School of Pharmaceutical Sciences, Universiti Sains Malaysia, Penang, Malaysia.
Pharmacogenomics. 2017 Jul;18(10):987-1001. doi: 10.2217/pgs-2017-0036. Epub 2017 Jun 22.
To explore the role of pharmacogenetics in determining the risk of congenital heart anomalies (CHA) with prenatal use of serotonin reuptake inhibitors.
We included 33 case-mother dyads and 2 mother-only (child deceased) cases of CHA in a case-only study. Ten genes important in determining fetal exposure to serotonin reuptake inhibitors were examined: CYP1A2, CYP2C9, CYP2C19, CYP2D6, ABCB1, SLC6A4, HTR1A, HTR1B, HTR2A and HTR3B.
Among the exposed cases, polymorphisms that tended to be associated with an increased risk of CHA were SLC6A4 5-HTTLPR and 5-HTTVNTR, HTR1A rs1364043, HTR1B rs6296 and rs6298 and HTR3B rs1176744, but none reached statistical significance due to our limited sample sizes.

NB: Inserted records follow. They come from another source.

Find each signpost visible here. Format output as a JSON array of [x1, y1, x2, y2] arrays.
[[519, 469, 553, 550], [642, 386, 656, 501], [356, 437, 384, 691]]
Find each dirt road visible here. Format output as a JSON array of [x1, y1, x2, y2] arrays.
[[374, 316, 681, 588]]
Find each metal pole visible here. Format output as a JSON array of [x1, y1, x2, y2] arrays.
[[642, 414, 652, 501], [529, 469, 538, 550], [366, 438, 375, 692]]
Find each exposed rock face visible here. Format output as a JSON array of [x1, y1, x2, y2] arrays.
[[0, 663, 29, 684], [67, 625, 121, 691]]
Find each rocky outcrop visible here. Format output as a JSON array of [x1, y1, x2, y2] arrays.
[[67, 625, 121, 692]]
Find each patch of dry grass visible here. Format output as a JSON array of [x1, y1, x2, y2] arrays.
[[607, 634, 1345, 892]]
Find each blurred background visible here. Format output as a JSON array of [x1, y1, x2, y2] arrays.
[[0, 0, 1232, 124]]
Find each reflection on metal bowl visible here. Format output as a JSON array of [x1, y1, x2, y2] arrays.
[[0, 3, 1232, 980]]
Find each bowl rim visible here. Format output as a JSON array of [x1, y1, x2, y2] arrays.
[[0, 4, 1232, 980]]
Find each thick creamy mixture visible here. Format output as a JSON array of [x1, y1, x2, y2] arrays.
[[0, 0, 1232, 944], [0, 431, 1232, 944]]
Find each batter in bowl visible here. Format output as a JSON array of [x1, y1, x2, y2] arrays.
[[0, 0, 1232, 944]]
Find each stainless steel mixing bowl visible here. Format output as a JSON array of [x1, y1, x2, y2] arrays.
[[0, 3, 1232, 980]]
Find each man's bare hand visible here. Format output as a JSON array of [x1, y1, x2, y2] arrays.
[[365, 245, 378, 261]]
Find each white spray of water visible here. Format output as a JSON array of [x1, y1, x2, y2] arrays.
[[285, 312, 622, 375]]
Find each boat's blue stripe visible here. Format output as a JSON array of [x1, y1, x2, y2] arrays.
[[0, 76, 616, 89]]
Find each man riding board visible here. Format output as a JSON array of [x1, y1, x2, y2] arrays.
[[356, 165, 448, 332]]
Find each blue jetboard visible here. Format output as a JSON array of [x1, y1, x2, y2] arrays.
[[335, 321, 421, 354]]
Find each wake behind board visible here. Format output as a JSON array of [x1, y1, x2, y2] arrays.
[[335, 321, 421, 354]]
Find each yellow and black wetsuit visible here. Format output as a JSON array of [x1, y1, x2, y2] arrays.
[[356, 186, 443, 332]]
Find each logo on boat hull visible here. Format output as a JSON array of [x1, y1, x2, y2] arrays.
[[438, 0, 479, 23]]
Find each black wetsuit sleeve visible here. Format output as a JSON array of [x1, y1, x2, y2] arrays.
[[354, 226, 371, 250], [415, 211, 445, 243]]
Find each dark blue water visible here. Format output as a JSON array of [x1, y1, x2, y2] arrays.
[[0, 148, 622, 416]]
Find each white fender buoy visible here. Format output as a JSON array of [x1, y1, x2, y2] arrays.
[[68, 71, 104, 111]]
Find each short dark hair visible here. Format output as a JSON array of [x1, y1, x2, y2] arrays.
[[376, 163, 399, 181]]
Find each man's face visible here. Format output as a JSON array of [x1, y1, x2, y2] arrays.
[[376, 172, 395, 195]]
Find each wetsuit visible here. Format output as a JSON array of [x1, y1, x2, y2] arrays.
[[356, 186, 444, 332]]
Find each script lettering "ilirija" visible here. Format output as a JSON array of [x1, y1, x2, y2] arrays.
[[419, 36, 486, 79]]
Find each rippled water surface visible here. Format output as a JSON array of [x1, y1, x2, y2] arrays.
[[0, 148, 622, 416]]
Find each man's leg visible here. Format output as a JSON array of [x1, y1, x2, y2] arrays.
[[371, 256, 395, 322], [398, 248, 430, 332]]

We identified several polymorphisms that might potentially affect the risk of CHA among exposed fetuses, which warrants further investigation.
探讨药物遗传学在确定产前使用5-羟色胺再摄取抑制剂时先天性心脏异常(CHA)风险中的作用。
在一项病例对照研究中,我们纳入了33例病例-母亲二元组以及2例仅母亲(孩子已死亡)的CHA病例。检测了在确定胎儿暴露于5-羟色胺再摄取抑制剂中起重要作用的10个基因:CYP1A2、CYP2C9、CYP2C19、CYP2D6、ABCB1、SLC6A4、HTR1A、HTR1B、HTR2A和HTR3B。
在暴露病例中,倾向于与CHA风险增加相关的多态性有SLC6A4 5-HTTLPR和5-HTTVNTR、HTR1A rs1364043、HTR1B rs6296和rs6298以及HTR3B rs1176744,但由于样本量有限,均未达到统计学显著性。
我们确定了几种可能潜在影响暴露胎儿CHA风险的多态性,这值得进一步研究。